🤖 AI Summary
Existing tokenizers for language models exhibit short average character-per-token ratios, resulting in excessive token counts and suboptimal training/inference efficiency. To address this, we propose a novel tokenizer design method grounded in graph partitioning, which formulates vocabulary optimization as a length-weighted objective maximization problem. A greedy approximation algorithm is developed to solve it, significantly compressing token sequence length while preserving full lexical coverage. Our approach is fully compatible with standard Transformer architectures and serves as a drop-in replacement for conventional tokenizers (e.g., BPE), reducing embedding layer parameter count and KV cache memory footprint.

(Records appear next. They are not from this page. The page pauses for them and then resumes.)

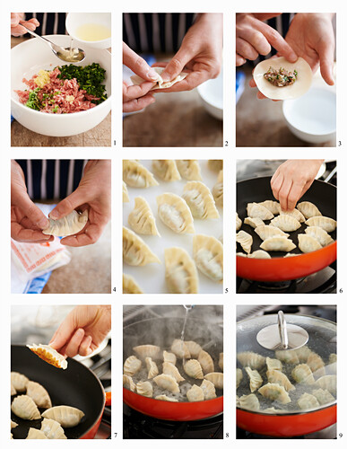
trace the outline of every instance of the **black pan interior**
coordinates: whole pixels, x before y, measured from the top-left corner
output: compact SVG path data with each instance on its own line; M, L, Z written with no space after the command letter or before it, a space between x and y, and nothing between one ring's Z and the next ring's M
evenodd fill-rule
M84 413L85 416L78 426L65 429L67 438L79 438L99 418L103 409L104 392L99 379L84 365L72 358L68 358L67 363L65 370L56 368L24 346L11 347L11 371L17 371L30 381L41 383L48 392L53 407L69 405ZM11 401L13 398L14 396ZM44 409L39 409L39 411L42 413ZM19 424L12 429L14 439L26 438L30 427L39 429L41 427L41 419L28 421L21 419L13 412L11 418Z
M262 178L252 178L250 180L241 180L237 183L237 212L242 222L247 216L247 203L261 203L266 199L276 201L271 189L271 177L265 176ZM322 180L314 180L308 190L302 196L299 202L310 201L315 204L324 216L336 219L336 188L332 184ZM270 220L265 222L265 224L270 224ZM290 234L290 239L297 245L291 254L302 254L298 246L298 234L305 233L307 224L302 224L301 226L295 232L287 233ZM262 243L261 238L256 233L254 228L249 224L242 223L241 228L243 231L250 233L253 237L252 252L260 250ZM329 235L336 240L336 230ZM239 243L237 243L237 251L244 252ZM286 252L270 251L271 257L283 257Z

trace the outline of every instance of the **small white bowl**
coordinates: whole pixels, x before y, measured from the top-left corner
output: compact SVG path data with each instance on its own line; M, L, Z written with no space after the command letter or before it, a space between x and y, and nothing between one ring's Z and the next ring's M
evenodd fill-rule
M285 121L299 139L324 144L336 138L336 93L327 88L312 87L302 97L282 104Z
M57 45L67 47L71 38L63 35L46 36ZM108 50L86 48L86 57L76 66L88 66L99 63L106 70L104 84L108 94L107 100L91 110L72 114L48 114L39 112L22 104L15 90L24 90L26 84L22 79L30 79L40 69L52 70L56 66L63 66L64 61L56 57L49 47L38 38L30 39L11 50L11 113L23 127L56 137L75 136L89 131L100 123L111 109L111 54Z
M66 16L65 27L69 35L75 40L82 49L85 47L91 48L109 48L111 37L102 40L82 40L78 37L78 29L82 25L97 24L111 30L110 13L69 13Z
M197 92L207 112L219 120L223 119L223 71L217 78L207 80L199 86Z

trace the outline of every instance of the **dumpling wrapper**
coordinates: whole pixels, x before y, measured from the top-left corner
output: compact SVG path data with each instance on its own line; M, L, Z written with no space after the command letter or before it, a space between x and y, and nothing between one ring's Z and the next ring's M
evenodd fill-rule
M164 71L164 67L152 67L152 68L157 72L157 74L159 75L159 79L156 84L154 84L153 87L150 89L150 91L154 91L155 89L168 89L169 87L171 87L172 85L176 84L176 83L184 80L186 76L188 75L186 72L181 72L173 80L164 83L160 76L161 73ZM146 81L141 76L138 76L137 75L133 75L133 76L130 76L130 79L134 83L134 85L141 84L142 83L144 83Z
M277 87L264 77L264 74L269 70L270 66L277 70L283 67L290 72L296 70L298 78L293 84ZM272 100L292 100L302 96L308 91L312 84L312 70L302 57L298 57L294 63L287 61L283 57L273 57L257 64L253 72L253 78L256 87L265 97Z
M74 235L83 229L88 221L88 210L82 214L73 210L71 214L58 220L49 220L49 226L42 231L46 235L56 235L57 237L66 237Z

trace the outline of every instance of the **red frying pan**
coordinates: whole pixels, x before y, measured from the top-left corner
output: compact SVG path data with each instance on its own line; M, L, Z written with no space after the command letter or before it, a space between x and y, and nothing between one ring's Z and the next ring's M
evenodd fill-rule
M244 221L247 216L247 203L259 203L275 198L270 186L271 177L252 178L237 183L237 212ZM299 201L314 203L322 215L336 219L336 188L321 180L315 180L310 189ZM265 222L268 224L267 222ZM305 233L306 224L302 224L294 233L290 233L291 240L297 245L291 253L298 257L283 258L285 252L270 252L272 259L248 259L237 256L236 269L239 277L258 281L282 281L304 277L329 266L336 260L336 242L314 252L303 254L298 247L298 234ZM253 237L252 252L260 249L262 240L248 224L242 224L241 229ZM336 240L336 231L330 233ZM238 243L238 251L241 251Z
M151 344L169 350L174 339L180 338L183 319L153 318L134 322L123 330L123 358L126 360L134 354L133 348L138 345ZM188 318L187 321L185 339L193 339L212 356L218 371L219 353L222 352L222 329L215 324ZM205 347L204 347L205 345ZM181 374L183 369L178 367ZM158 361L160 366L160 361ZM160 373L161 373L160 368ZM143 379L147 380L147 379ZM200 381L201 383L201 381ZM216 391L216 399L200 402L168 402L146 398L123 388L123 401L132 409L159 419L172 421L192 421L204 419L223 411L223 397L221 391ZM218 394L220 393L220 394Z
M93 438L101 421L105 405L110 405L110 393L105 393L100 381L84 365L67 359L65 370L41 360L24 346L11 347L11 370L41 383L52 400L52 405L70 405L83 411L84 417L75 427L65 428L67 438ZM25 394L25 393L20 393ZM14 396L12 397L12 400ZM44 409L40 409L42 413ZM19 426L11 430L14 439L27 437L30 427L40 428L41 419L28 421L13 413L11 418Z

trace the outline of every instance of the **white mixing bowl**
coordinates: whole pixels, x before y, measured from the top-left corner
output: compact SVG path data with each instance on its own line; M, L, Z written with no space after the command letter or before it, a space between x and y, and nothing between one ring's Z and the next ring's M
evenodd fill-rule
M70 45L69 36L52 35L47 38L63 47ZM14 90L26 89L22 79L31 78L39 70L53 70L56 66L68 63L56 57L49 47L39 38L30 39L13 47L11 50L11 113L13 118L35 133L57 137L75 136L99 125L111 109L111 54L106 49L94 48L86 48L85 53L85 59L75 65L84 66L95 62L106 70L103 84L106 86L107 100L95 108L81 112L48 114L22 104Z

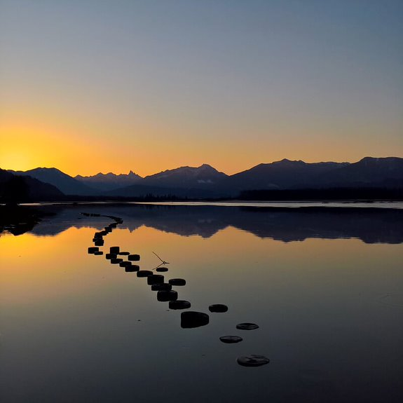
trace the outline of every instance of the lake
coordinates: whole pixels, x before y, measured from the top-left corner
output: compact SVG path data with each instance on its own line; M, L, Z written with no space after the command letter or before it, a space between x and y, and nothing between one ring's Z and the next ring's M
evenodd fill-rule
M0 237L2 402L403 401L403 210L381 204L38 206L51 215ZM158 301L114 246L185 280L191 307Z

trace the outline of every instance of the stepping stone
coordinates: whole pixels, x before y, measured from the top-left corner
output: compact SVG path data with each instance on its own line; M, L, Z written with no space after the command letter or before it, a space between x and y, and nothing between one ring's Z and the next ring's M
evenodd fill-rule
M259 326L256 323L238 323L236 325L236 328L240 330L254 330L255 329L259 329Z
M137 271L137 277L149 277L149 275L152 275L153 273L149 270L140 270Z
M171 278L168 282L172 285L185 285L186 280L183 278Z
M208 307L210 312L223 313L228 310L228 306L224 303L214 303Z
M131 266L126 266L126 267L125 267L125 271L126 273L132 273L133 271L138 272L139 268L139 266L137 266L137 264L132 264Z
M257 355L251 354L250 355L244 355L238 357L236 362L243 367L261 367L270 362L270 360L264 355Z
M170 309L188 309L191 307L189 301L178 299L177 301L170 301Z
M203 312L188 310L181 313L181 327L183 329L193 329L205 326L210 322L209 315Z
M118 263L121 263L121 261L123 261L123 259L111 259L111 263L112 264L118 264Z
M153 284L151 285L151 291L170 291L172 289L172 286L167 282Z
M140 255L139 254L129 254L129 256L128 257L128 259L129 260L132 261L137 261L140 260Z
M239 343L243 339L239 336L221 336L219 339L227 344L233 344L234 343Z
M157 292L157 301L160 302L176 301L177 299L178 293L176 291L158 291Z
M147 277L147 284L153 285L153 284L163 284L164 282L164 276L161 274L152 274Z
M163 273L163 272L168 271L168 267L157 267L157 268L156 268L156 271L160 271L161 273Z

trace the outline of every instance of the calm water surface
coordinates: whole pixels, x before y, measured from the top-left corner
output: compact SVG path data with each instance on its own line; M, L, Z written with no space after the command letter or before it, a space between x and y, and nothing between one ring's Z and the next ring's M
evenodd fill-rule
M0 237L3 402L403 399L403 212L52 208L29 233ZM156 252L209 325L182 329L146 278L88 254L111 220L81 212L121 217L100 249L139 253L146 270ZM237 364L250 354L270 363Z

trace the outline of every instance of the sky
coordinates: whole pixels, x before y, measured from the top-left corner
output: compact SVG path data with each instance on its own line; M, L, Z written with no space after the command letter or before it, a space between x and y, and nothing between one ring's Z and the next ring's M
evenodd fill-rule
M403 156L402 0L0 0L0 167Z

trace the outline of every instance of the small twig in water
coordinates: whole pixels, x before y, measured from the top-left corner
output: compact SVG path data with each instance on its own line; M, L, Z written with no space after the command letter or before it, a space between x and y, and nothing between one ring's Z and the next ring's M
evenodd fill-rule
M170 262L169 261L165 261L165 260L163 260L155 252L153 252L153 253L163 262L162 264L169 264Z

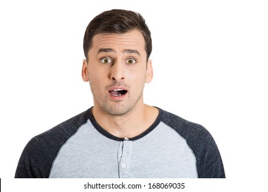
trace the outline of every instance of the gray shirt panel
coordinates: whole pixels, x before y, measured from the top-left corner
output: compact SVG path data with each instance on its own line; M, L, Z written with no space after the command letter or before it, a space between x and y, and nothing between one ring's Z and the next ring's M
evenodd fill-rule
M49 178L197 178L196 160L186 140L161 122L135 141L114 141L91 121L62 147Z

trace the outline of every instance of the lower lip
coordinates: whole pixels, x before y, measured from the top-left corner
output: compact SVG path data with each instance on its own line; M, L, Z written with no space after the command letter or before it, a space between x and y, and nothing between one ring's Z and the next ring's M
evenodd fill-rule
M121 101L121 100L123 100L124 99L124 97L126 97L127 93L126 93L126 94L124 94L124 95L122 95L120 96L114 96L113 95L111 95L109 93L108 93L108 94L112 100Z

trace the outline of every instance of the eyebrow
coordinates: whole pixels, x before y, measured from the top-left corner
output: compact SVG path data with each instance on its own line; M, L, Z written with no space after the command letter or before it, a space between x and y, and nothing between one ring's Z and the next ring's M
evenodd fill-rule
M101 48L98 51L98 53L111 53L111 52L115 52L114 49L111 48ZM136 53L140 56L140 53L137 50L135 49L124 49L123 53Z

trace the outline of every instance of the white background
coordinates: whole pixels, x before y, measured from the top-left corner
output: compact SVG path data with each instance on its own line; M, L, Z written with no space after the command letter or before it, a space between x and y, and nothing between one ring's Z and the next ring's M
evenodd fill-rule
M93 105L81 78L89 22L138 12L152 33L145 103L200 123L228 180L267 179L266 1L1 1L0 177L12 178L29 140Z

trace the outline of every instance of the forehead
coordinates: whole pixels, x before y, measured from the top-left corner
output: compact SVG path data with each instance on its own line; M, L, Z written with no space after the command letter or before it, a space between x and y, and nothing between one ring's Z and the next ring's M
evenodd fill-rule
M95 35L92 39L91 49L98 50L103 48L135 49L145 52L145 40L142 34L136 29L120 34L100 34Z

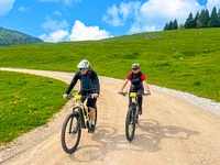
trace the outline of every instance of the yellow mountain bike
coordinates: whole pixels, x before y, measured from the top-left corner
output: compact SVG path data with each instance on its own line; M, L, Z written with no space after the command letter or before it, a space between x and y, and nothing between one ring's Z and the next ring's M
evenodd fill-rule
M84 105L81 100L90 98L91 95L69 95L67 98L74 98L76 103L73 108L73 112L68 114L63 123L62 128L62 147L66 153L74 153L79 144L81 136L81 129L89 129L89 122L91 120L89 108ZM95 108L96 119L95 127L97 124L97 107ZM88 130L89 131L89 130Z
M135 134L135 125L139 121L139 103L138 103L138 94L136 92L119 92L122 96L129 96L131 102L129 103L129 110L127 112L125 119L125 135L128 141L132 141ZM151 94L142 94L142 96L147 96Z

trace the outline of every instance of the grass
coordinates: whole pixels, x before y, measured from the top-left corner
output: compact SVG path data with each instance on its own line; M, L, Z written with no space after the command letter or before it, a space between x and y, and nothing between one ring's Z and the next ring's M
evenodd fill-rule
M46 124L66 102L64 82L10 72L0 75L0 143Z
M0 47L0 67L77 72L76 65L87 58L98 75L124 79L131 72L131 65L140 63L141 72L146 75L150 84L187 91L220 102L219 37L220 29L198 29L140 33L90 42L37 43ZM44 79L45 81L36 81L36 86L29 87L23 78L14 81L14 77L18 78L10 73L2 78L1 73L3 80L0 88L1 92L4 91L1 95L1 109L4 110L0 110L0 116L11 118L7 124L4 123L4 128L23 130L14 133L18 136L37 124L46 123L47 119L57 112L64 103L59 97L66 86L63 84L58 86L52 79ZM33 79L31 81L35 82ZM18 82L19 86L13 86L13 82ZM22 88L24 84L28 86L25 92ZM16 87L21 88L16 89ZM32 92L33 87L37 88L34 89L38 91L37 95ZM9 92L10 90L14 91ZM44 98L45 96L47 97ZM21 105L19 101L26 100L29 103L19 107ZM42 101L48 105L42 106ZM9 103L2 107L2 102ZM29 108L24 110L25 107ZM16 111L12 111L14 108ZM42 116L43 112L46 114ZM26 114L30 114L29 119ZM12 122L15 116L15 119L21 119L21 123ZM22 125L24 121L26 125ZM1 136L2 132L4 131L1 131ZM6 138L3 141L7 142L14 135L3 136Z
M219 37L220 29L199 29L16 45L0 48L0 66L76 72L87 58L99 75L124 79L139 62L150 84L220 101Z

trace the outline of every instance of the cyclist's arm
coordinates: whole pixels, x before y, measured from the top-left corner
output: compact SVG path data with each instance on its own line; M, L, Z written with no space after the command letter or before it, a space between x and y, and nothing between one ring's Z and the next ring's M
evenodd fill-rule
M146 91L150 91L150 88L148 88L148 85L147 85L146 79L143 80L143 85L144 85L144 89L145 89Z
M94 72L94 76L95 76L95 86L96 86L96 89L97 89L97 94L99 95L100 94L100 84L99 84L99 78L97 76L97 73Z
M143 84L143 86L144 86L144 90L145 90L145 91L150 91L148 84L147 84L147 81L146 81L146 76L142 74L142 75L141 75L141 79L142 79L142 84Z
M69 95L69 92L72 91L72 89L75 87L77 80L79 79L79 73L77 73L74 78L72 79L72 82L69 84L67 90L65 94Z

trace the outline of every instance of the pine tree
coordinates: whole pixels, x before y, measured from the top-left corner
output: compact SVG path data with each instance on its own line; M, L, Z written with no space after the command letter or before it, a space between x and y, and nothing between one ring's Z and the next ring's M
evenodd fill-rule
M178 22L176 19L174 20L174 23L173 23L173 30L178 30Z
M164 31L168 30L168 23L166 23L166 25L164 26Z
M170 21L168 24L168 30L173 30L173 24L174 24L173 21Z
M198 28L208 28L208 22L209 22L209 14L207 10L201 10L199 14L199 19L197 21L197 26Z
M213 7L208 28L218 28L218 26L219 26L219 21L217 15L217 8Z
M194 29L195 25L196 25L195 19L193 13L190 12L188 19L186 19L185 29Z
M199 12L197 12L196 16L195 16L195 28L198 28L198 25L197 25L198 20L199 20Z

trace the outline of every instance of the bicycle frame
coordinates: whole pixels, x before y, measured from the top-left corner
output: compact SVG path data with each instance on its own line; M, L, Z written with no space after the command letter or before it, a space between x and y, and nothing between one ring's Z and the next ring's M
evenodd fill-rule
M81 123L81 127L84 129L87 129L89 120L90 120L90 112L88 110L88 107L81 101L81 98L82 98L81 95L74 95L73 97L76 100L73 111L76 112L76 110L79 110L78 113L79 113L79 121ZM85 98L88 98L88 96L86 96Z

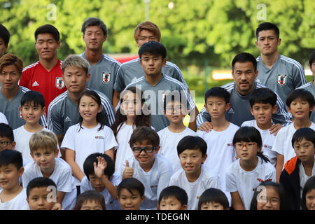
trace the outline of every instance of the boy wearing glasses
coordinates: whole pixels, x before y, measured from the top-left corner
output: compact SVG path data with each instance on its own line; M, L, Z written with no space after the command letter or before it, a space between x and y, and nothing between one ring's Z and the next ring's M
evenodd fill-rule
M144 201L141 210L156 210L158 196L168 184L173 169L169 161L158 154L160 137L153 129L142 126L136 128L130 137L130 145L134 156L120 167L122 180L135 178L145 188Z
M188 113L185 102L185 96L178 91L173 91L166 95L164 99L164 115L169 121L169 125L158 132L160 146L158 153L169 160L174 172L181 169L176 150L179 141L187 135L196 135L196 132L183 123L183 119Z

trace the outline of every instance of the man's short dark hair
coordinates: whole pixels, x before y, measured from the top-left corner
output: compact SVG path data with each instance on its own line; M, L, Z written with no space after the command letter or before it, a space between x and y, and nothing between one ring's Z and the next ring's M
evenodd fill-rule
M36 29L35 31L35 41L37 41L38 34L50 34L57 42L60 41L60 34L58 29L50 24L46 24Z
M257 88L253 90L249 96L251 107L255 104L270 104L272 106L276 104L276 94L269 88Z
M10 33L8 29L1 24L0 24L0 37L4 39L4 44L8 46L10 41Z
M101 27L102 30L103 31L104 36L107 36L106 25L103 21L96 17L90 17L86 19L85 21L84 21L83 24L82 24L81 32L84 34L85 33L85 29L88 27L94 26L99 26L99 27Z
M257 70L257 61L253 55L247 52L241 52L236 55L233 60L232 61L232 70L234 71L234 66L236 62L251 62L253 63L253 66L254 70Z
M160 42L150 41L143 44L139 49L138 55L140 59L143 54L149 53L153 55L161 55L162 59L167 57L167 50Z
M259 32L262 30L274 30L274 34L276 34L276 38L279 39L280 36L280 31L279 30L278 27L273 23L271 22L263 22L258 25L258 27L256 29L256 38L258 40Z

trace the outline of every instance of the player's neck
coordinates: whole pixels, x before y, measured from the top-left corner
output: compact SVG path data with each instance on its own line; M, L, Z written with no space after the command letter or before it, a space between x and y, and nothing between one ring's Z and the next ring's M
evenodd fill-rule
M95 65L103 57L102 49L97 49L97 50L91 50L85 48L85 57L88 61L93 65Z
M276 50L272 55L265 55L260 54L261 60L265 64L265 65L270 69L274 66L274 63L276 63L279 56L279 54L278 50Z

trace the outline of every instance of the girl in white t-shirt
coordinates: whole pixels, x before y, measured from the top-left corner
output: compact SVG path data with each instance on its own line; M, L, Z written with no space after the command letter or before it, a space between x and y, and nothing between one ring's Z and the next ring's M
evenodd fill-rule
M140 126L151 127L150 115L146 115L142 112L145 105L142 94L142 91L135 87L127 88L121 94L120 108L117 111L115 122L111 127L118 143L118 146L115 149L115 172L119 172L122 162L133 155L129 140L134 130Z
M66 161L71 167L77 188L85 176L85 158L94 153L113 158L113 148L117 146L113 131L104 125L97 93L92 90L83 92L78 100L78 111L79 122L68 129L60 147L66 150Z
M237 160L226 173L226 190L231 193L235 210L248 210L255 188L262 182L276 181L276 169L261 152L262 139L253 127L241 127L235 133L233 146Z

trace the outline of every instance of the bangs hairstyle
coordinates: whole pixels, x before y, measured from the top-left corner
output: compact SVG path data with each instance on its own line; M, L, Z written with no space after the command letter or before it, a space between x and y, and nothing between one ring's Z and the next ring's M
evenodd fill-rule
M103 21L96 17L90 17L86 19L85 21L84 21L83 24L82 24L81 32L84 34L85 33L85 29L88 27L94 26L99 26L99 27L101 27L102 30L103 31L104 36L107 36L106 25L105 24L105 23L104 23Z
M218 203L223 206L225 210L230 208L227 197L220 189L209 188L204 190L198 201L198 210L201 210L202 204L206 202Z
M241 127L234 135L233 137L233 146L235 147L237 142L246 141L246 142L255 142L258 148L260 148L259 152L257 152L257 156L259 156L265 162L270 162L261 151L261 147L262 146L262 141L261 139L260 132L253 127L249 126Z
M144 104L146 99L142 97L144 92L140 89L138 89L135 87L130 87L127 88L127 90L122 92L122 93L120 94L120 105L123 102L125 95L130 92L134 93L136 94L136 97L138 97L141 100L141 105L143 106L146 106L146 104ZM127 120L127 115L122 114L120 110L122 110L120 108L118 110L117 110L115 122L113 124L113 125L111 125L111 130L113 130L113 132L115 135L115 137L116 138L116 140L117 140L116 137L117 134L118 134L120 128L122 127L122 125ZM141 114L136 114L136 119L134 120L133 125L135 125L136 127L146 126L150 127L151 125L150 118L150 113L148 115L145 114L144 113L142 112L141 109Z
M89 62L82 57L78 55L71 55L68 57L62 62L61 68L62 74L64 74L64 70L68 67L79 67L83 69L85 71L85 76L89 72Z
M87 190L78 196L76 203L76 210L80 210L86 202L95 202L101 204L103 210L106 210L105 200L103 195L96 190Z
M236 55L233 60L232 61L232 70L234 71L234 66L236 62L251 62L253 63L253 66L254 71L257 70L257 61L253 55L247 52L241 52Z
M206 100L211 97L222 98L226 104L230 102L230 92L221 87L214 87L206 90L204 94L204 104L206 104Z
M138 55L141 59L141 56L144 54L150 54L152 55L162 56L162 59L167 57L167 50L164 45L160 42L150 41L144 43L140 49L139 49Z
M21 99L21 106L23 107L27 103L33 102L34 106L45 106L45 99L43 94L37 91L27 91ZM29 105L30 106L30 105Z
M258 25L258 27L256 29L256 39L258 40L259 32L262 30L272 30L274 31L274 34L276 34L276 38L279 39L280 36L280 31L279 30L278 27L273 23L271 22L263 22Z
M202 157L206 153L206 143L204 139L197 136L187 135L179 141L177 145L177 154L179 155L186 149L199 149Z
M294 148L294 144L301 141L303 139L312 141L315 146L315 131L309 127L301 127L296 130L292 136L292 147Z
M132 148L136 143L146 140L148 144L158 148L160 145L160 137L155 130L149 127L141 126L136 127L132 132L129 144Z
M134 38L136 41L140 37L140 32L143 29L146 29L153 34L153 35L156 37L158 41L160 42L161 39L161 32L160 31L159 27L158 26L150 21L146 21L142 23L140 23L136 26L136 29L134 29Z
M14 134L12 127L5 123L0 123L0 136L6 137L10 141L14 141Z
M108 179L113 176L115 171L115 164L110 156L104 153L92 153L88 156L83 162L83 171L88 179L90 181L90 175L95 175L94 172L94 163L96 162L97 165L99 162L97 157L100 156L105 160L107 164L106 168L104 171L104 174L108 176Z
M274 107L276 104L276 94L270 89L258 88L253 90L248 100L251 107L255 104L269 104Z
M102 106L102 100L101 100L101 97L99 97L99 94L93 90L86 90L85 92L84 92L82 95L80 97L78 102L78 111L79 109L79 106L80 106L80 102L81 101L81 99L83 96L87 96L89 97L91 97L92 99L93 99L94 101L95 101L97 104L97 105L99 105L99 106ZM103 109L103 108L102 108ZM98 123L99 123L101 125L101 127L99 127L99 128L97 130L98 131L102 130L104 128L104 126L105 125L105 122L104 122L104 118L103 115L102 114L102 111L99 113L97 113L97 117L96 117L97 121ZM82 127L82 123L83 122L83 118L81 117L81 115L80 115L80 118L79 118L79 124L80 124L80 130L82 128L83 129L83 127ZM80 132L79 130L79 132Z
M58 29L50 24L46 24L36 29L34 34L35 41L37 41L38 34L50 34L57 42L60 41L60 34L59 34Z
M41 130L31 136L29 142L29 149L31 153L40 148L55 152L57 148L57 136L53 132Z
M0 151L0 167L13 164L18 170L23 167L22 153L16 150L5 149Z
M34 179L32 179L31 181L29 182L29 184L27 184L27 198L29 196L29 193L31 192L31 190L34 188L48 188L49 186L54 186L56 188L57 190L57 186L55 182L47 177L37 177Z
M126 189L132 195L134 193L132 190L136 190L140 194L140 197L144 195L144 186L137 179L131 177L123 179L120 183L117 186L117 196L120 197L120 192L122 189Z
M0 57L0 73L2 73L4 67L9 65L14 65L20 75L22 75L23 70L23 62L20 57L13 54L6 54Z
M169 186L160 193L158 204L160 205L163 198L167 199L172 196L175 197L181 202L181 206L187 205L188 203L188 196L185 190L178 186Z

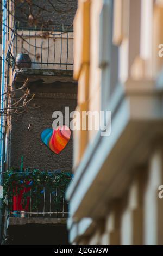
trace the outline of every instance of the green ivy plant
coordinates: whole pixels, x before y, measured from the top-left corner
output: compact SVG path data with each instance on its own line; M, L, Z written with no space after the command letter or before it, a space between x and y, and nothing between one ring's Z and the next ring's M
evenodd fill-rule
M55 198L55 204L59 204L65 197L67 186L73 178L70 172L60 171L47 172L34 169L31 171L9 170L4 174L4 199L8 196L9 208L12 208L13 191L18 194L22 188L29 188L23 194L23 204L27 203L27 197L30 197L32 203L32 210L37 209L42 199L44 191L51 193ZM57 191L57 196L55 195Z

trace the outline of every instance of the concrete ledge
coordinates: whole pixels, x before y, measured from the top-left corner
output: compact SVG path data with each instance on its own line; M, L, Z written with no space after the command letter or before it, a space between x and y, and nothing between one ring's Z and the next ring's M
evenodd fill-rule
M22 68L16 69L15 82L22 82L27 78L29 81L34 81L40 79L45 80L47 83L57 81L63 82L75 82L73 79L73 70L64 69L40 69L33 68ZM48 82L46 81L48 78ZM49 78L51 78L49 82Z
M15 225L26 225L27 224L66 224L66 218L17 218L9 217L7 226Z

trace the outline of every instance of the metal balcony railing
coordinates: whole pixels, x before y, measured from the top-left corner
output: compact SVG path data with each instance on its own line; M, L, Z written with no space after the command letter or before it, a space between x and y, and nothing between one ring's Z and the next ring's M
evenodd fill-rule
M34 173L30 172L12 172L5 174L6 177L8 175L11 178L9 185L8 180L4 180L7 181L4 184L7 191L4 202L8 217L67 218L68 204L65 200L64 184L64 179L71 180L71 175L61 173L64 176L59 180L60 174L46 173L47 175L45 172L42 174L36 172L35 180Z
M12 68L18 53L27 54L32 68L72 70L73 28L68 25L16 24L6 60Z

Experiments demonstrate that, compared to BPE, our method reduces token count by 14–18%, decreases training steps by up to 18.5%, lowers inference latency by 13.7%, improves throughput by 16%, and consistently enhances performance across multiple downstream tasks.
📝 Abstract
We introduce a new tokenizer for language models that minimizes the average tokens per character, thereby reducing the number of tokens needed to represent text during training and to generate text during inference. Our method, which we refer to as the Length-MAX tokenizer, obtains its vocabulary by casting a length-weighted objective maximization as a graph partitioning problem and developing a greedy approximation algorithm. On FineWeb and diverse domains, it yields 14--18% fewer tokens than Byte Pair Encoding (BPE) across vocabulary sizes from 10K to 50K, and the reduction is 13.0% when the size is 64K. Training GPT-2 models at 124M, 355M, and 1.3B parameters from scratch with five runs each shows 18.5%, 17.2%, and 18.5% fewer steps, respectively, to reach a fixed validation loss, and 13.7%, 12.7%, and 13.7% lower inference latency, together with a 16% throughput gain at 124M, while consistently improving on downstream tasks including reducing LAMBADA perplexity by 11.7% and enhancing HellaSwag accuracy by 4.3%. Moreover, the Length-MAX tokenizer achieves 99.62% vocabulary coverage and the out-of-vocabulary rate remains low at 0.12% on test sets. These results demonstrate that optimizing for average token length, rather than frequency alone, offers an effective approach to more efficient language modeling without sacrificing -- and often improving -- downstream performance. The tokenizer is compatible with production systems and reduces embedding and KV-cache memory by 18% at inference.